Open-Source Annotation Tools Compared
An honest comparison of open-source data annotation tools, Potato, Label Studio, Prodigy, Doccano, brat, and Argilla, and how to choose between them.
There is no single best annotation tool, the right choice depends on your modalities, your budget, whether you need agent/LLM evaluation, and how much setup you can tolerate. This guide compares the main open-source options fairly so you can match one to your project.
The options at a glance
| Tool | License | Strengths | Best when |
|---|---|---|---|
| Potato | Free, open-source (research) | 30+ task types across text/image/audio/video, agent & LLM evaluation, zero-code YAML, built-in agreement metrics | Research, agent/LLM eval, fast setup without code |
| Label Studio | Open-source + paid tiers | Broad modality support, polished UI, large ecosystem | Teams wanting a commercial-backed platform |
| Prodigy | Paid (commercial) | Scriptable, active-learning-first, tight spaCy integration | spaCy users comfortable with a paid, code-driven tool |
| Doccano | Open-source | Simple, clean, easy to self-host | Straightforward text classification and NER |
| brat | Open-source | Mature rich text/relation annotation | Linguistic annotation of entities and relations |
| Argilla | Open-source | LLM-data focus, Hugging Face integration | Feedback/RLHF data collection in the HF stack |
(Details change over time, check each project for current licensing and features.)
How to choose
- What are you annotating? For text-only NER, Doccano or brat are simple.
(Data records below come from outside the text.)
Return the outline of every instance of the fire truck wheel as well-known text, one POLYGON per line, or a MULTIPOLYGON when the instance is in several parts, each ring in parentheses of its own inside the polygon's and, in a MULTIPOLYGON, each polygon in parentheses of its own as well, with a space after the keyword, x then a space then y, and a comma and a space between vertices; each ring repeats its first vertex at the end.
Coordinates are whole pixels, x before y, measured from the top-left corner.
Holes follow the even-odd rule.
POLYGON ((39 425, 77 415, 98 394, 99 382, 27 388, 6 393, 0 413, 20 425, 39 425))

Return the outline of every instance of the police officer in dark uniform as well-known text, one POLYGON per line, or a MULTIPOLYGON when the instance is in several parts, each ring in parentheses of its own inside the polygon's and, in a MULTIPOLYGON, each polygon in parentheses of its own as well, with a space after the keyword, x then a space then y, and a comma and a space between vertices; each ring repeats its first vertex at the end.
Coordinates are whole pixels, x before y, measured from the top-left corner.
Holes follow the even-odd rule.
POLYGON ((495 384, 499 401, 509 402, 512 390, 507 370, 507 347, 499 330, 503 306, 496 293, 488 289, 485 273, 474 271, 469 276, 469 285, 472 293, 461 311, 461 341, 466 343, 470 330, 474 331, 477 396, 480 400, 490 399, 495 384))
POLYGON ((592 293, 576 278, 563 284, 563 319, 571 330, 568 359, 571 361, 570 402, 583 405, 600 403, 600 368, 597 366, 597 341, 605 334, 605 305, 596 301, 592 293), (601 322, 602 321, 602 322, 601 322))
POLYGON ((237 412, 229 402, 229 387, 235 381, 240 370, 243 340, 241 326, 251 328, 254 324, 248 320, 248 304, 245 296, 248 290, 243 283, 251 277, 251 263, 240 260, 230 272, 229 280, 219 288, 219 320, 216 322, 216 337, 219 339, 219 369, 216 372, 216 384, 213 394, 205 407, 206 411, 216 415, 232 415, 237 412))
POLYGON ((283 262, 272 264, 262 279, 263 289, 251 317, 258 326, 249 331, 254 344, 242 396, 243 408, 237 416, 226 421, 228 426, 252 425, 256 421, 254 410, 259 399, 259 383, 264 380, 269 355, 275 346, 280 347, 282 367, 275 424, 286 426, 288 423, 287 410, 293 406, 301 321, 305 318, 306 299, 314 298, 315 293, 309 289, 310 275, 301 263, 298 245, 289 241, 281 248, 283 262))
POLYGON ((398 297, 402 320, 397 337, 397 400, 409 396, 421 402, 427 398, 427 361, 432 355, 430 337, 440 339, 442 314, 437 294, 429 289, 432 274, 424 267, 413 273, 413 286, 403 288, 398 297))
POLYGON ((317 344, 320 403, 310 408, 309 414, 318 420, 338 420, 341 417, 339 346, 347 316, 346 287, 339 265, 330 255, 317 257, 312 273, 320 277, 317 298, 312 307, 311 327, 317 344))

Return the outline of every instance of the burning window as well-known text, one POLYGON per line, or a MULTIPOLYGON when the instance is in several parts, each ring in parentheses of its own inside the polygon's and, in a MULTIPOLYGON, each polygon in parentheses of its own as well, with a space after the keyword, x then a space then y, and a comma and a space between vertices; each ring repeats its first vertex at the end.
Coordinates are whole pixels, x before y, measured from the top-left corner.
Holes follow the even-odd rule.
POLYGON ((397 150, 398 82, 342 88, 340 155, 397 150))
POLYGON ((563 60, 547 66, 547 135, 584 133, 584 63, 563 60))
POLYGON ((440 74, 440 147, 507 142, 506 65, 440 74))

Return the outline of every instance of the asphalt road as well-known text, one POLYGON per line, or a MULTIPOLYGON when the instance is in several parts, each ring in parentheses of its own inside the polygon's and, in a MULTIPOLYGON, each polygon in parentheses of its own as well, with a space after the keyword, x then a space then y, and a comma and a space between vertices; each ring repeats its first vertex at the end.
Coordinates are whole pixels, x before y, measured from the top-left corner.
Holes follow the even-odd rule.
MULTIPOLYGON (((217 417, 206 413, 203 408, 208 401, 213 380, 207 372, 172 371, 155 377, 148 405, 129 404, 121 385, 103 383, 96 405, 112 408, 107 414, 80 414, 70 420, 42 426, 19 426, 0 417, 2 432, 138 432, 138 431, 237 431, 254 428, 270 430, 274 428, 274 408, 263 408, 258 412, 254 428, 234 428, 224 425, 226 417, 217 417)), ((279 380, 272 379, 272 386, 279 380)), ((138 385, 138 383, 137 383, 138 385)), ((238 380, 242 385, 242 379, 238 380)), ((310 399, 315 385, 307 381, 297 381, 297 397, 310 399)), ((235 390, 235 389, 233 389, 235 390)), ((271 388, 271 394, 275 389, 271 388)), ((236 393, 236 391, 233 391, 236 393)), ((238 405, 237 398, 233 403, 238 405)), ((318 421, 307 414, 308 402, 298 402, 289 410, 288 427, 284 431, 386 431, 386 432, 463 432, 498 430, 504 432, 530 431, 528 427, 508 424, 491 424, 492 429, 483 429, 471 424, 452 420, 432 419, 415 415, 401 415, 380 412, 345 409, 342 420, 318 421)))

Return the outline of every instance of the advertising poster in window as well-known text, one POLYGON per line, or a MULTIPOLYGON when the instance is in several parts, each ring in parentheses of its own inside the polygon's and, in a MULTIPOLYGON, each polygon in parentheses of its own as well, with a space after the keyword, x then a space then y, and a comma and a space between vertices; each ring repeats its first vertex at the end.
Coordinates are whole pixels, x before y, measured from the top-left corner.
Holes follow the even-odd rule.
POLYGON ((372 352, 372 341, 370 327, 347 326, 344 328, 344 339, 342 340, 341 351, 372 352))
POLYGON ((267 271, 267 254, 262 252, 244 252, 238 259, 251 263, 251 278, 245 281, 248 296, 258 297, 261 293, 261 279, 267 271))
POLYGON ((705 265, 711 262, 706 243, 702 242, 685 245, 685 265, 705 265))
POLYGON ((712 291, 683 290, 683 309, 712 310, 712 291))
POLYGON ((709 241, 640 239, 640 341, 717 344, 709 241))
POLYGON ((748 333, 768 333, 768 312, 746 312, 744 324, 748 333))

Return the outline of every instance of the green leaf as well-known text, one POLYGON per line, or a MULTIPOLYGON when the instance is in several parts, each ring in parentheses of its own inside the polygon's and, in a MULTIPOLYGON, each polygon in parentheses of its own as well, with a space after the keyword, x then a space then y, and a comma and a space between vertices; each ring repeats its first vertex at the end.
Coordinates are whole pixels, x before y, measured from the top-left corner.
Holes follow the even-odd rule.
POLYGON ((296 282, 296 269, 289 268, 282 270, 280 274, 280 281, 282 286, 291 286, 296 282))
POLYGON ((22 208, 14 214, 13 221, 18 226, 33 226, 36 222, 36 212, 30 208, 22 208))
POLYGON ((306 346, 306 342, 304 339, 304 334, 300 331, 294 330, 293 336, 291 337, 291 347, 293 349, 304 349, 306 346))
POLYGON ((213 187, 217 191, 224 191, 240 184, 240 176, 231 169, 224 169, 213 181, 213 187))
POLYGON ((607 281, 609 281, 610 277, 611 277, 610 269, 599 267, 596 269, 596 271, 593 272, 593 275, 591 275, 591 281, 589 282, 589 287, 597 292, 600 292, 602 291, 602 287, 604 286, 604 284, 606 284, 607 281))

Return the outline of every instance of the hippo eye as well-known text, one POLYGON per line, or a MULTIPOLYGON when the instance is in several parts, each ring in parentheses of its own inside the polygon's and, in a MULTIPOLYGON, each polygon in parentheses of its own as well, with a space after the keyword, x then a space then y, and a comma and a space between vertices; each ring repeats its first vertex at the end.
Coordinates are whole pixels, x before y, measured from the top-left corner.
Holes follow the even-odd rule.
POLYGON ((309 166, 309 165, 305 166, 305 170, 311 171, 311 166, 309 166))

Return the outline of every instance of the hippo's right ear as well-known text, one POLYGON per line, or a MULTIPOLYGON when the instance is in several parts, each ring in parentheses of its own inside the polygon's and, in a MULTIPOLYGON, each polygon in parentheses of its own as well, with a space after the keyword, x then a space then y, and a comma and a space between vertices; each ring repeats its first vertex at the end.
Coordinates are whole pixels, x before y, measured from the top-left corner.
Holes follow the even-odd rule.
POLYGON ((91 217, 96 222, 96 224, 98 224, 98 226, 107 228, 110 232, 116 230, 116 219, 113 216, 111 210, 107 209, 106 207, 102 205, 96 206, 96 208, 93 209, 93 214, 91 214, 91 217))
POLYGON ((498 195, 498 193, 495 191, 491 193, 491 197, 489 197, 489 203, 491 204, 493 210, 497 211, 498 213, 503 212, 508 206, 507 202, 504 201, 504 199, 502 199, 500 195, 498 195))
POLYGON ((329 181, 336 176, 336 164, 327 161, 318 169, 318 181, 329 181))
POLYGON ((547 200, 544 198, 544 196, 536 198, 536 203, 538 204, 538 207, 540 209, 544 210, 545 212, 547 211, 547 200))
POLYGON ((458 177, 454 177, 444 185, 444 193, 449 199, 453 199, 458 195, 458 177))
For mixed text/image/audio/video, Potato and Label Studio cover the range.
- Do you need agent or LLM evaluation? This is where Potato is unusual: it reads agent traces in many formats and has purpose-built tools for trajectory, process reward, web-agent, and coding-agent evaluation. Most general tools don't.
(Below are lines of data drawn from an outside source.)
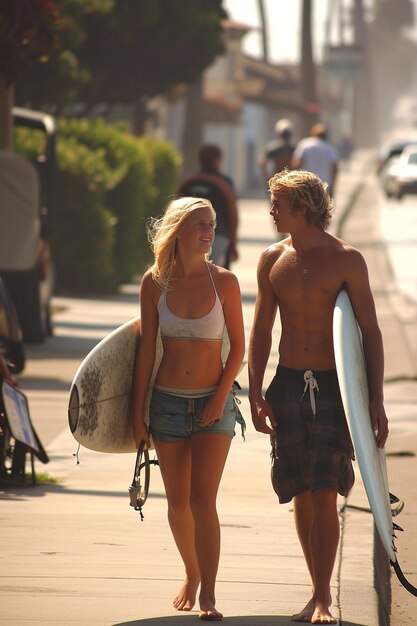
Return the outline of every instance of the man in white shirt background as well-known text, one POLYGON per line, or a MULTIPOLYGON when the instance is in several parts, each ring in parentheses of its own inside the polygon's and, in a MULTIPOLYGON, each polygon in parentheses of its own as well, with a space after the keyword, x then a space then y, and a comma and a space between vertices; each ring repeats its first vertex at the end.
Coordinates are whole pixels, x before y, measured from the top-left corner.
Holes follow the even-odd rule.
POLYGON ((313 172, 329 186, 330 195, 334 194, 339 155, 327 140, 325 124, 314 124, 310 137, 298 142, 291 162, 292 169, 313 172))

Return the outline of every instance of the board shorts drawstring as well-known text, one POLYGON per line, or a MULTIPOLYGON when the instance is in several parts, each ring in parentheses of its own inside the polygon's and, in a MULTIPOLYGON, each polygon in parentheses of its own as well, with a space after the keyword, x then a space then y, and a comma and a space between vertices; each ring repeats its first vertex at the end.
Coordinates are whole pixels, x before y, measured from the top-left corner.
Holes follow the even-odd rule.
POLYGON ((311 370, 306 370, 304 372, 304 382, 305 382, 305 387, 304 387, 303 395, 300 398, 300 402, 304 398, 305 393, 306 393, 306 391, 308 389, 309 390, 309 394, 310 394, 311 410, 313 411, 314 419, 316 419, 316 396, 314 394, 314 390, 317 389, 317 393, 318 393, 319 386, 318 386, 317 380, 314 378, 314 374, 313 374, 313 372, 311 370))

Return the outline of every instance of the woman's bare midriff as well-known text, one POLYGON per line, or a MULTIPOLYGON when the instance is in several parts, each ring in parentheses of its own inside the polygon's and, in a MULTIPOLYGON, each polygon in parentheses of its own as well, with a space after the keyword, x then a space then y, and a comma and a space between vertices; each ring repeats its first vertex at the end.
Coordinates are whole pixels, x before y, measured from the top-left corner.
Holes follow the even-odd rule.
POLYGON ((163 348, 155 384, 176 389, 201 389, 218 384, 223 372, 221 341, 164 339, 163 348))

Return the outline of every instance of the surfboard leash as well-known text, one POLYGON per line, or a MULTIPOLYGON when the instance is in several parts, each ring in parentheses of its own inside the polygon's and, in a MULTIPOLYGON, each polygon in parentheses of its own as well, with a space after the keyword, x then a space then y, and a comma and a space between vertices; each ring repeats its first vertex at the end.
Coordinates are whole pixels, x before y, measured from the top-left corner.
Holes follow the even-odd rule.
POLYGON ((139 512, 142 522, 144 519, 142 507, 144 506, 149 493, 151 465, 159 465, 159 462, 157 459, 149 458, 149 451, 146 447, 146 443, 142 441, 136 454, 133 480, 129 487, 130 506, 133 507, 135 511, 139 512), (141 484, 142 470, 144 470, 143 484, 141 484))
POLYGON ((410 583, 409 580, 407 580, 407 578, 404 576, 404 573, 400 567, 400 564, 398 563, 398 559, 395 561, 395 563, 393 563, 391 561, 391 565, 394 568, 394 572, 397 575, 398 580, 400 581, 400 583, 402 584, 402 586, 404 587, 404 589, 406 589, 409 593, 411 593, 413 596, 417 596, 417 589, 416 587, 414 587, 414 585, 412 585, 410 583))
- Budget. Potato, Label Studio (core), Doccano, brat, and Argilla are free and open-source; Prodigy and some Label Studio tiers are paid.
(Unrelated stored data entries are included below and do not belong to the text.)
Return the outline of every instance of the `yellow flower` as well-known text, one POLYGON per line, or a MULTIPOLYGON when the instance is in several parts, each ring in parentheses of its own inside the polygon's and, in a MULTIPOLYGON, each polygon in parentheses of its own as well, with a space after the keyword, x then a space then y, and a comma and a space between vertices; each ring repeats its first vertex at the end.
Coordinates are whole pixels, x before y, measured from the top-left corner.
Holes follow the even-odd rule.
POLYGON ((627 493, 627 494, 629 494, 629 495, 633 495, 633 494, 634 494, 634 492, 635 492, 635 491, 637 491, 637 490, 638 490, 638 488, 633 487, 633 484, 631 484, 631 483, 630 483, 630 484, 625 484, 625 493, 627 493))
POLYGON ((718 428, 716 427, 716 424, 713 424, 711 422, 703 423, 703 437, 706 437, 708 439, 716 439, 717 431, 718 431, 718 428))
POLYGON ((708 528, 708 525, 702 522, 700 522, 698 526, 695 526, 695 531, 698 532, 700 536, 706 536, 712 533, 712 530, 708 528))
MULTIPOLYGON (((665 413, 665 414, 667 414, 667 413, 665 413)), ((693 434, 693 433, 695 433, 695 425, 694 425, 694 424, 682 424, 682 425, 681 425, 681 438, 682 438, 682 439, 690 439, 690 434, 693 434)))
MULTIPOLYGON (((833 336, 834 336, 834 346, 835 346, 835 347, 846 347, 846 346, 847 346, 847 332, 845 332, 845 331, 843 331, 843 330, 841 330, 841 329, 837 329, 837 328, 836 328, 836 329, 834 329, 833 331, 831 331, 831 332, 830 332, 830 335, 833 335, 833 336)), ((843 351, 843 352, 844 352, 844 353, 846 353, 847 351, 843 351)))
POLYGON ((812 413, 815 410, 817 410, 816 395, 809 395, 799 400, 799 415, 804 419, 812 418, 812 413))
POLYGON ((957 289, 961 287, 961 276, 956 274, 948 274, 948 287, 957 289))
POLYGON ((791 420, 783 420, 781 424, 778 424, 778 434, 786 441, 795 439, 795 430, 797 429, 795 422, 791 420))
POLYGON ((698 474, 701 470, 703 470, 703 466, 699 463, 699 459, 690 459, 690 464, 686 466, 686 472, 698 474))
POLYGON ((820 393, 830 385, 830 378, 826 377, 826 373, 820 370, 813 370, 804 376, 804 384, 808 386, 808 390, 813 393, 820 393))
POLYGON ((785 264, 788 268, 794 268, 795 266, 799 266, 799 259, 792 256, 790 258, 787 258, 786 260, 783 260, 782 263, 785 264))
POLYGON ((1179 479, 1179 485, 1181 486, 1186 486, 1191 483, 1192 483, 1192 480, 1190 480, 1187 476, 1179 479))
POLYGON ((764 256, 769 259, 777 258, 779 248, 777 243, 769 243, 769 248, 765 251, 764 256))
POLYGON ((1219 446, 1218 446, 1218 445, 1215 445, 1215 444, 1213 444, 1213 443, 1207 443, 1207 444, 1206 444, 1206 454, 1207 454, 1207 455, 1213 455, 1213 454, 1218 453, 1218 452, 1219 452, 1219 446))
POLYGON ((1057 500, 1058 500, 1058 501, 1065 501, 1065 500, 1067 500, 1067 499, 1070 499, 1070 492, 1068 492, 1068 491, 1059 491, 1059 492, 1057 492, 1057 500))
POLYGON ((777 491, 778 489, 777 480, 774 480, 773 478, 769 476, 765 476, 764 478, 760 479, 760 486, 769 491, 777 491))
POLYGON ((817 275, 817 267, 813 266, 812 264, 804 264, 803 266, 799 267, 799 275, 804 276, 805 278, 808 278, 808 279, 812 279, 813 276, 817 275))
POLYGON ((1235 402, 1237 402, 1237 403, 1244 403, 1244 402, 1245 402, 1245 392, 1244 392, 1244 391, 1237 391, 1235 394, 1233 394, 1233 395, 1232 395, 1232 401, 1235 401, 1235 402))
- Setup effort. Potato is configured with a YAML file and needs no code; Prodigy is code-first; the others sit in between.
- Ecosystem. Prodigy pairs with spaCy; Argilla with Hugging Face; Potato exports to many ML formats including CoNLL, spaCy, Hugging Face, and COCO/YOLO.
Where Potato fits
Potato came out of academic NLP (it was presented at EMNLP 2022 and HCOMP 2024) and is built for the full research workflow: many task types, quality control and agreement metrics in the box, crowdsourcing integrations, and, more recently, a deep set of AI-agent evaluation tools. If your work spans several modalities or includes evaluating LLMs and agents, it's worth a look.
If you mainly need a single text task with a hosted commercial product, or you live entirely inside spaCy or Hugging Face, one of the others may suit you better. Pick the tool that fits the work.